Le Mardi 11 Août 2020, le président de la fédération de Russie, Vladimir Poutine, annonçait la fin du développement de son vaccin contre le coronavirus. Se référant au premier satellite envoyé dans l’espace par l’URSS en 1957, le Sputnik V se veut être le premier vaccin au monde, contre l’épidémie.

Devançant l’Occident et les États asiatiques, la Russie démontre à nouveau qu’elle demeure encore et toujours une grande puissance de ce monde sur le plan géopolitique.
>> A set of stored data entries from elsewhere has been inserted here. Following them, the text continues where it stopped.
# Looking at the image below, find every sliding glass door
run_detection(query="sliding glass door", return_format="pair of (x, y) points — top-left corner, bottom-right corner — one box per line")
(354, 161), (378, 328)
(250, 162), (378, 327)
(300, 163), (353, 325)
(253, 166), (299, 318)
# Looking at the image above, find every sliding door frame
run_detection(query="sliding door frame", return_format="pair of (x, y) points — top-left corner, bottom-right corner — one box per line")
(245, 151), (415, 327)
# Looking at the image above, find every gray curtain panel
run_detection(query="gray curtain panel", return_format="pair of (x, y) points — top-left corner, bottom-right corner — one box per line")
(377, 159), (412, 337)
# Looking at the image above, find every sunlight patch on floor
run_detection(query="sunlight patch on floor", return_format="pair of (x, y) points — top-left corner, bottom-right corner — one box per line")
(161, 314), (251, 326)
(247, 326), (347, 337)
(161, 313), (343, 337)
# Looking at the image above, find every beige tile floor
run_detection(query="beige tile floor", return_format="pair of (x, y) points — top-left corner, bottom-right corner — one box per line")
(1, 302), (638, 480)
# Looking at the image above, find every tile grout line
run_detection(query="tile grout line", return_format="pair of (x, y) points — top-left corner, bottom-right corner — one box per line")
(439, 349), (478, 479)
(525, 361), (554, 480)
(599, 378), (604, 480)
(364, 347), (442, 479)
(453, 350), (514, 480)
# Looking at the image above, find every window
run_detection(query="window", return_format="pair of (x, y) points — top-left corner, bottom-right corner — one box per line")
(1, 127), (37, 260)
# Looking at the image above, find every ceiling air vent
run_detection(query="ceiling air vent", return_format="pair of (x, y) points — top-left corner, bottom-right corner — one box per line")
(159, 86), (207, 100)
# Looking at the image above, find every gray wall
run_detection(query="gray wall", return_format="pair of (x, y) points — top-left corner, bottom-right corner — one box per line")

Et pourtant, ce ne fut chose aisée de le redevenir, suite à l’effondrement de l’URSS !

Afin de comprendre comment la Russie a pu se relever, il est nécessaire de retourner plus de 20 ans en arrière, avant les années Poutine.

L’effondrement de l’empire soviétique, ou la traversée du désert du peuple russe.

Le 26 Septembre 1991, l’Union des Républiques Soviétiques Socialistes prend fin. Après 69 ans d’existence, l’Ours Communiste disparaît, et cesse d’être une menace pour son ennemi les États-Unis. Le monde bipolaire s’effondre et laisse place à l’hégémonie de l’Empire Américain sur le monde.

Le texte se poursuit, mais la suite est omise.